Freese’s tying triple off the wall and just over right fielder Nelson Cruz came on a 1-2 pitch from closer Neftali Feliz. In the 10th, after Josh Hamilton had homered to give Texas a two-run lead, Berkman’s two-strike, two-out single made it 9-all.
"Initially I was like ‘Are you kidding me? My first AB off Feliz in this situation ever,’" Freese said. "I just beared down, got a pitch to hit. Initially I thought I hit it pretty good, I thought (Cruz) was going to grab it, so just a lot of emotions on that one."
Berkman came through on a 2-2 pitch from Scott Feldman, finishing off a two-run rally in the 10th.
"I was one strike away," Feldman said. "That pitch there, I didn’t quite get it in enough and he was able to get enough of the bat on it to knock it into center field."
Busch Stadium was still in frenzy when Freese opened the 11th with his homer off Mark Lowe. Freese thrust his arm in the air as he rounded first base, and the crowd was delirious.
"Just an incredible feeling, seeing all my teammates at the dish waiting for me," said Freese, whose shirt was torn off during the celebration.
Texas trudged off the field as Freese circled the bases, having been so close to that elusive title. Much earlier, team president Nolan Ryan was high-fiving friends in the stands as Adrian Beltre and Cruz opened the seventh with home runs that helped Texas take a 7-4 lead.
"I’m not going to lose any sleep over it," Hamilton said. "We’re just going to do everything we can to prepare. Guys are already talking about it. We’re ready for Game 7. Shake it off and come back tomorrow. That’s just our mentality. But it goes both ways. Seems like they had that mentality. too."
Allen Craig’s solo homer in the eighth began the Cardinals’ comeback. Jake Westbrook wound up with the win.

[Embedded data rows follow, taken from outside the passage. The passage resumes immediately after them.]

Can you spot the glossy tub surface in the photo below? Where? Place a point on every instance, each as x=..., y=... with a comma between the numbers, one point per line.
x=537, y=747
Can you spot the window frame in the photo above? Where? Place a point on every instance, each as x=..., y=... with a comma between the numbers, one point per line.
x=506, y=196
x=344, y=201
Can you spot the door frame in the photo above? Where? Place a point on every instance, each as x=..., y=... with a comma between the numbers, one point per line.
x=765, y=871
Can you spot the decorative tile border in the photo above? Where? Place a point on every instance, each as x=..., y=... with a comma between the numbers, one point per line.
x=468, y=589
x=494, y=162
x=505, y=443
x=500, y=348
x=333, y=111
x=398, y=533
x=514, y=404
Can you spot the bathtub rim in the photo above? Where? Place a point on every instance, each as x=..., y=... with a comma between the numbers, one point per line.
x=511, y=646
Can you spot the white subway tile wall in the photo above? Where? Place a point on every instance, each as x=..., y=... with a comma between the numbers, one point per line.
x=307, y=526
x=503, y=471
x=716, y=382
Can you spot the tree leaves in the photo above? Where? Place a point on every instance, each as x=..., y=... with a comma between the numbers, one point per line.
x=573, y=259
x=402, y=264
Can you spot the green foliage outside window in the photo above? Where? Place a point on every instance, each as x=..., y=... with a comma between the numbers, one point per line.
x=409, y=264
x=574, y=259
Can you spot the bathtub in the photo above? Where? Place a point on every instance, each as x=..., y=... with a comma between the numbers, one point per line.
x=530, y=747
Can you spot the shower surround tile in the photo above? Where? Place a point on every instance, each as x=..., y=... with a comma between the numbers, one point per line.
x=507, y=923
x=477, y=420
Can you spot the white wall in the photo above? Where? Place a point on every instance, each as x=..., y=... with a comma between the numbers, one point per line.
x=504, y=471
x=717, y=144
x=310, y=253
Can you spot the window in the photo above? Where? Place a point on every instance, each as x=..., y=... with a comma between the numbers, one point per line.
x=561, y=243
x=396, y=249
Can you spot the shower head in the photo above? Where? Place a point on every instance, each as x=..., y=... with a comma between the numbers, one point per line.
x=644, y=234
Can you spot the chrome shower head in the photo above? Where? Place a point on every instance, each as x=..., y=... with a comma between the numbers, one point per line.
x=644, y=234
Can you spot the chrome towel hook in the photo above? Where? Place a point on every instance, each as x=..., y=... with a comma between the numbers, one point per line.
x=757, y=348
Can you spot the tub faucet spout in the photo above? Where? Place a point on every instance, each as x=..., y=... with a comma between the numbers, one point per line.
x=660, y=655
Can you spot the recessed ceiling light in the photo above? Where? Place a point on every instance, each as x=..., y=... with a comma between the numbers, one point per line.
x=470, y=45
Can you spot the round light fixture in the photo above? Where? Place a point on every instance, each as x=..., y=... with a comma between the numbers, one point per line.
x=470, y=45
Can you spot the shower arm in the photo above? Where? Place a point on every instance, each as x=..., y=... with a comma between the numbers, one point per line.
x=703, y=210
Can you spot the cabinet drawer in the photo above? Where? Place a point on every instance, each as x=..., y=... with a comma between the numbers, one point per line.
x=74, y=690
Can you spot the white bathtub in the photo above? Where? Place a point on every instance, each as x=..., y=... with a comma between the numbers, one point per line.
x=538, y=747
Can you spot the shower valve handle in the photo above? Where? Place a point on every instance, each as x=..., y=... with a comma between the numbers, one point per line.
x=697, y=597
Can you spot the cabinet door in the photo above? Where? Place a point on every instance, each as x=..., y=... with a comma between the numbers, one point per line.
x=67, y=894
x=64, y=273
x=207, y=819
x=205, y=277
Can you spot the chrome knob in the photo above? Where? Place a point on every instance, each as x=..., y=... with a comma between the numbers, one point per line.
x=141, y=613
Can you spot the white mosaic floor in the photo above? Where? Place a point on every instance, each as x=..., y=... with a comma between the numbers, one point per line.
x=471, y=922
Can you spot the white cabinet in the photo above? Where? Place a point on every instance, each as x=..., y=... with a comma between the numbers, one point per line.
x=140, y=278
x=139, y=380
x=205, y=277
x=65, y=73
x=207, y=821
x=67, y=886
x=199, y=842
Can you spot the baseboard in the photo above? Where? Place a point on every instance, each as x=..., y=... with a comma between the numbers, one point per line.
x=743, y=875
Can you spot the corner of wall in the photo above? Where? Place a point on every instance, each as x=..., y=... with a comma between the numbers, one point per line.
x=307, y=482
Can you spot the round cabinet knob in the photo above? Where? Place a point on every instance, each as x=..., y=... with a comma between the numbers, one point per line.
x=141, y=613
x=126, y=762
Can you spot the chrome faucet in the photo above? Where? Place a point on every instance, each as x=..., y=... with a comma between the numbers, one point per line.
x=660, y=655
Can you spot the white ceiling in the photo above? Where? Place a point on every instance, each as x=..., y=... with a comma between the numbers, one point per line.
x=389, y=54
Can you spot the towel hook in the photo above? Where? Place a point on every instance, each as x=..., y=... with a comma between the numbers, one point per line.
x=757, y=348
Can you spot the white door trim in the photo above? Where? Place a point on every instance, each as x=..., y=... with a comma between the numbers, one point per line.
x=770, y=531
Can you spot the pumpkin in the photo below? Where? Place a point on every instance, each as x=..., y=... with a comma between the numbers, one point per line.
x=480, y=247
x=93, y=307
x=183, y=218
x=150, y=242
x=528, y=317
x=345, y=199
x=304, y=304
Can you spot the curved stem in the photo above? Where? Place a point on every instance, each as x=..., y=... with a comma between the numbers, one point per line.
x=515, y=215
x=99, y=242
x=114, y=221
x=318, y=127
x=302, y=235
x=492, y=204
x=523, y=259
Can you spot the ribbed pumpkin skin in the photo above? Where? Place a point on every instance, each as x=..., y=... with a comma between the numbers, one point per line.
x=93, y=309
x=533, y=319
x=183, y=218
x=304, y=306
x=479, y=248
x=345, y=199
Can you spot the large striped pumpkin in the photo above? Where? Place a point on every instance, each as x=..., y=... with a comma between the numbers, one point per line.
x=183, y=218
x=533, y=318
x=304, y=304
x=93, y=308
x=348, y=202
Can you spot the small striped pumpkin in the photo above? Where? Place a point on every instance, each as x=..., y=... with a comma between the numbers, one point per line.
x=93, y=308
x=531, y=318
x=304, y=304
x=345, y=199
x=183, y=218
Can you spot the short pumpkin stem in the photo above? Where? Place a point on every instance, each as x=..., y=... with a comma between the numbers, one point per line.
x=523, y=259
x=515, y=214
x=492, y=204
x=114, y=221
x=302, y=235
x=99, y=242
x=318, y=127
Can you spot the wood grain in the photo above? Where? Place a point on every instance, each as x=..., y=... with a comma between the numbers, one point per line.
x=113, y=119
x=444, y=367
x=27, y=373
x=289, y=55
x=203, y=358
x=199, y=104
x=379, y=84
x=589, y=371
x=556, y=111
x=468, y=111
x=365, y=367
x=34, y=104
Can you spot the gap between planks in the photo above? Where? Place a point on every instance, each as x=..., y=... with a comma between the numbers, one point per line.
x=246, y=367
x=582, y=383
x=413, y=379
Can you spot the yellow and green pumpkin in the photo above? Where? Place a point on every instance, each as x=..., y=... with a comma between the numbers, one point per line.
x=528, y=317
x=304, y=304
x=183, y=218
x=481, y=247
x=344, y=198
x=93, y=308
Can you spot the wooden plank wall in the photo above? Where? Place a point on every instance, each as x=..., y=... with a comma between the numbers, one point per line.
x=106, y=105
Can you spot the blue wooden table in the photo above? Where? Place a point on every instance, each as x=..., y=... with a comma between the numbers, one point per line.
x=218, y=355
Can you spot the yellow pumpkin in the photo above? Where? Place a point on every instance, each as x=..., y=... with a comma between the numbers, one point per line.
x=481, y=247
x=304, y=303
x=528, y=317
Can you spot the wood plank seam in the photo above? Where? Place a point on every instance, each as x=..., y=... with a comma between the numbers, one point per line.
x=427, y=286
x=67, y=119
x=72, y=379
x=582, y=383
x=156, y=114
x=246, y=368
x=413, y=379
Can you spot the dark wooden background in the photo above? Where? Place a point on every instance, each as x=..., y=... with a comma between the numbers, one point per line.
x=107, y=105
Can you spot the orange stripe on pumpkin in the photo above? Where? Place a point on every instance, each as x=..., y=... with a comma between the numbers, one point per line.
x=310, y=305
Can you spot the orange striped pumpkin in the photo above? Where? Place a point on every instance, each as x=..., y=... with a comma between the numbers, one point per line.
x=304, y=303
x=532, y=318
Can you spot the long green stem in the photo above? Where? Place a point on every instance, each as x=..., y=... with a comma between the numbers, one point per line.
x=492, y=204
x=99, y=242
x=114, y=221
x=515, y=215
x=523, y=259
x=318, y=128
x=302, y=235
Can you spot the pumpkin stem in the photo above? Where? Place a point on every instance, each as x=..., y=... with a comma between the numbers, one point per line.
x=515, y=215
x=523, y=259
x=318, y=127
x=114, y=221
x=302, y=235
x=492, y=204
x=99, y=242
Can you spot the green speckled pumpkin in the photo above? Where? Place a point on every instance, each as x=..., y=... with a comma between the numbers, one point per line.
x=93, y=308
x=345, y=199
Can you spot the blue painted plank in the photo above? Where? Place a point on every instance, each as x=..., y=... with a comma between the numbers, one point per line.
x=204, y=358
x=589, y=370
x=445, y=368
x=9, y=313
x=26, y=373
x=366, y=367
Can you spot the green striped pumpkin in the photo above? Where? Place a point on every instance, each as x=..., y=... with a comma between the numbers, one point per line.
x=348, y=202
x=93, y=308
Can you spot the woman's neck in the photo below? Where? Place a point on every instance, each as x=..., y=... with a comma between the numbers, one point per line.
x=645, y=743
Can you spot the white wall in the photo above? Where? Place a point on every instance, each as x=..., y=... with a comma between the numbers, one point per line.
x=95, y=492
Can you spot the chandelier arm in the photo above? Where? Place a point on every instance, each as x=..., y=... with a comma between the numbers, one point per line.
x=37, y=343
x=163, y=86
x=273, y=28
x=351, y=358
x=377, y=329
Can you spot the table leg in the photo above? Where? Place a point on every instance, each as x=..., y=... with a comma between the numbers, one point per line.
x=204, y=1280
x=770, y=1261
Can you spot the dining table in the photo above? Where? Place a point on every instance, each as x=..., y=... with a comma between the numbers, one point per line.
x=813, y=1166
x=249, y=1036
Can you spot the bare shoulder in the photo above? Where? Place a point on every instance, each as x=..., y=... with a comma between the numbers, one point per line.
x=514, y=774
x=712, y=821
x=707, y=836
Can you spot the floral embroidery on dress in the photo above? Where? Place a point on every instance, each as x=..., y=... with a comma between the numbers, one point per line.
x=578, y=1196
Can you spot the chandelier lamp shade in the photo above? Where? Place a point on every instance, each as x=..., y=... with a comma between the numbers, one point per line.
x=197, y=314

NOTES: Texas was 0 for 11 with two outs and runners in scoring position in the Series until Kinsler’s RBI double. … Berkman hit his first Series home run. He was moved up a spot to cleanup for this game. … David Eckstein, MVP of the 2006 Series for St. Louis, threw out the first ball. … Ninety-year-old Hall of Famer Stan Musial rode in on a golf cart during pregame festivities. … The crowd of 47,325 was a record for 6-year-old Busch Stadium.